A large alphabet Locally Decodable Code (LDC) $C:\Sigma^{k} \to \Sigma'^{n}$, where $\Sigma'$ may be large, is a code where each symbol of $x$ can be decoded by making few queries to a noisy version of $C(x)$. The rate of $C$ is its information rate, namely $\frac{k \log (|\Sigma|) }{n \log (|\Sigma'|)}$. We construct the first constant-rate large alphabet LDC $C$ making a polylogarithmic number of queries (in $k$ and $n$), while satisfying $\log |\Sigma'| \leq k^{\eps}$ for any chosen constant $\eps < 1$. We add that in fact we show a code with a property stronger than being a large alphabet LDC, which we dub \emph{block-wise Locally Correctable Code (block-wise LCC)}, implying LDC.

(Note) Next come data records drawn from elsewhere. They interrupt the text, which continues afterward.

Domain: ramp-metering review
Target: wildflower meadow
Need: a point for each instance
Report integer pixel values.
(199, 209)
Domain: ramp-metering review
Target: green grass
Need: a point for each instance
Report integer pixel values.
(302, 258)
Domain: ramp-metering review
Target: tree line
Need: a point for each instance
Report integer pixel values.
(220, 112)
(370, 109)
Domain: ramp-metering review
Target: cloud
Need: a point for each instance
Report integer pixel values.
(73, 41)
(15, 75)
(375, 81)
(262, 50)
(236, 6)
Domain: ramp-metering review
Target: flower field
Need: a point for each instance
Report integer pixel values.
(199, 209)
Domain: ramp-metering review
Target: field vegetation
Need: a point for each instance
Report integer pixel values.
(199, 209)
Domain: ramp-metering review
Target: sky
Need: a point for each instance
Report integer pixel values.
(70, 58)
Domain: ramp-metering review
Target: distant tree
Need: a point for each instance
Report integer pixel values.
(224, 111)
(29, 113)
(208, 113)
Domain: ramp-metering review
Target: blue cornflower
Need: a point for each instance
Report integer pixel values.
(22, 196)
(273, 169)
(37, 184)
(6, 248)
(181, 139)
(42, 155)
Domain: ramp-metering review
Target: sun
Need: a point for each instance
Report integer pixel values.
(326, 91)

Our construction is a variant of multivariate Multiplicity codes which were introduced in the seminal work of Kopparty, Saraf and Yekhanin (STOC '11). However we remark that our definition of the code and its analysis are taking a somewhat different approach, considering specific linear relations that are required for our purposes. While the resulting rate is akin to the one obtained through standard multiplicity codes analysis, this dual-based analysis extends to other families of linear-constraint codes of the same flavor and may be of independent technical interest.

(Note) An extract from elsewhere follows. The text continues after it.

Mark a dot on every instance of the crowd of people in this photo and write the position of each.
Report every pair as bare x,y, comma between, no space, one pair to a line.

To get the polylogarithmic query complexity we observe a correction process for which very few random lines suffice in order to correct an element, as opposed to an exponential number of lines as is usually required in decoding Multiplicity codes. This seems to be the first non-trivial case where the lower-bound for LDC due to Katz and Trevisan (STOC '00), which in particular implies that for constant rate the number of queries is at least logarithmic in the code's length, is close to tight.